Granite floor tiles are beautiful when installed correctly. Unlike regular tiles, granite floor tiles are expensive and more durable; however, if not installed correctly, they can become damaged if you attempt to remove them for resetting. By following a few simple steps, you can complete an aesthetically pleasing project with professional results. The amount of time necessary for installation will vary; however, a one-room job can be completed in as little as two days.
Measure the area to be tiled by multiplying the length by the width. This will give you the total square footage of surface area to be tiled.
Determine the amount of granite, grout and thinset. Granite tile comes in various sizes of squares, so, for the purpose of this example, we will use a 12-inch granite tile. Divide the total square footage of the floor by one piece of granite tile. For example, if your room in 100 square feet, then you will divide 100 by 1 (12-inch tile is 1 square foot), so you will need 100 12-inch granite tiles to cover the floor. Check the charts on the side of the grout and thinset buckets. They will tell you how many square feet of coverage you can get out of one bucket of premixed material. Remember to add 15 percent extra onto the final amount of tile to account for waste and breakage.
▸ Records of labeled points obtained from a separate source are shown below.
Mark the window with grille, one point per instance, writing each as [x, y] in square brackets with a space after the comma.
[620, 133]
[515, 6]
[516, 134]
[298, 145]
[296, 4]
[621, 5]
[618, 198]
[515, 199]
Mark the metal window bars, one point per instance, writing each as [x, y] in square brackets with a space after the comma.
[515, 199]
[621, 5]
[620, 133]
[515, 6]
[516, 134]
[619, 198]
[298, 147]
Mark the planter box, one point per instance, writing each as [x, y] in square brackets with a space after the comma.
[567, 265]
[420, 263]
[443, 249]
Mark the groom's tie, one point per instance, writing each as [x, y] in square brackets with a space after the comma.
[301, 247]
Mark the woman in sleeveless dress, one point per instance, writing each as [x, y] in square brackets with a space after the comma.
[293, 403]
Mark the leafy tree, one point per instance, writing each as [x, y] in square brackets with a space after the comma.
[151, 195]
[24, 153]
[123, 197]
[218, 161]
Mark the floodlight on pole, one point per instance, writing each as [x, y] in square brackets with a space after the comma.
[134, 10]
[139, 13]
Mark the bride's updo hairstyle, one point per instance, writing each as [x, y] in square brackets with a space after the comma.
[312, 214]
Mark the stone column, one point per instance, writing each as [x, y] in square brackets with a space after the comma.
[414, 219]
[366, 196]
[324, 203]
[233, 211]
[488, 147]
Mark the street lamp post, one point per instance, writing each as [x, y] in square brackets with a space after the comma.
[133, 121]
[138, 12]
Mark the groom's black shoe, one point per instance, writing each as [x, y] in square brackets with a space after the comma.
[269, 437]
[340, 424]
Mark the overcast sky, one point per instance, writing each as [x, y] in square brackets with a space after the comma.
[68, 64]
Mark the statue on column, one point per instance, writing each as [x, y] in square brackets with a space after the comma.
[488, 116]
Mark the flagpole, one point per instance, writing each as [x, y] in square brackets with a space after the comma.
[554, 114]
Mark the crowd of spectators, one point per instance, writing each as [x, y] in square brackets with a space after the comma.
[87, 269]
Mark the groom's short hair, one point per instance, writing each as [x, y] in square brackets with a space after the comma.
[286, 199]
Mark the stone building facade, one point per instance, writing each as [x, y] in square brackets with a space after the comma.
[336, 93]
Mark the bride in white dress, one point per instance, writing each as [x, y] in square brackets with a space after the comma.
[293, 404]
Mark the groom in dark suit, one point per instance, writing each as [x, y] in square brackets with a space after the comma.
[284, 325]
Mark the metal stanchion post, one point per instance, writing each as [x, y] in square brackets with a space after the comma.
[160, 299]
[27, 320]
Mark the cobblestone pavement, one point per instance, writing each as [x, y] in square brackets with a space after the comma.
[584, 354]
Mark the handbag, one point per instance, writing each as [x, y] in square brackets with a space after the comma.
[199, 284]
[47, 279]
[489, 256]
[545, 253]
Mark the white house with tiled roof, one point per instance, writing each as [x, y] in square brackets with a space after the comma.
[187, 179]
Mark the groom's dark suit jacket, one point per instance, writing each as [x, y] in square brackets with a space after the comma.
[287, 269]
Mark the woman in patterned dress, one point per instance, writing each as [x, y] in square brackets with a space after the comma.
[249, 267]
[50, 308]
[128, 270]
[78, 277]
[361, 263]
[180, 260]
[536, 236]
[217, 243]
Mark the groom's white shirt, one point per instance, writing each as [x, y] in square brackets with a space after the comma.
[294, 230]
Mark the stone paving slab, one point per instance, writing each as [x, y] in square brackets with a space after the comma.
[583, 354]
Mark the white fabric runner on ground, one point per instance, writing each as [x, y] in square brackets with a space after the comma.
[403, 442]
Lay out the chalk lines for reference. Determine the center of the length of the floor and the center for the width of the floor. Make a mark on each side of the length and width and snap a chalk line across the floor. The two lines will intersect in the center of the floor, which is where you will start laying the granite tile.
Spread the thinset using the 1/4-inch notched trowel. Make sure you begin in the center of the floor where the chalk lines intersect. There will be four quadrants surrounding the center point made by the chalk lines. Begin in the bottom left quadrant and work your way from there. Once the first granite tile is squared to the layout line, set the next one in line. Space the tiles with the 3/8-inch tile spacers. Once you have four granite tiles laid in line, place the 4-foot level on top of them and make sure they are level and straight. If not, then gently tap them with a rubber mallet. Continue laying tile and leveling until the entire floor is done. Once you have finished laying the large pieces of tile, cut the smaller pieces with a tile cutter and lay them into place. Allow the granite tile to set 24 hours before grouting.
Remove the 3/8-inch spacers and grout the joints. Mix the grout according to package directions. Using the grout float, spread the tile grout onto the granite tile and press the grout into the joints. Take enough grout from the bucket to work a 4-foot area at one time. Keep the grout wiped from the surface of the granite using a wet, wrung-out sponge. Once you have grouted the entire floor, allow it to dry for 24 hours and then reclean the granite surface. There will be a white film on the face of the tile. Don't be alarmed, just wipe it clean.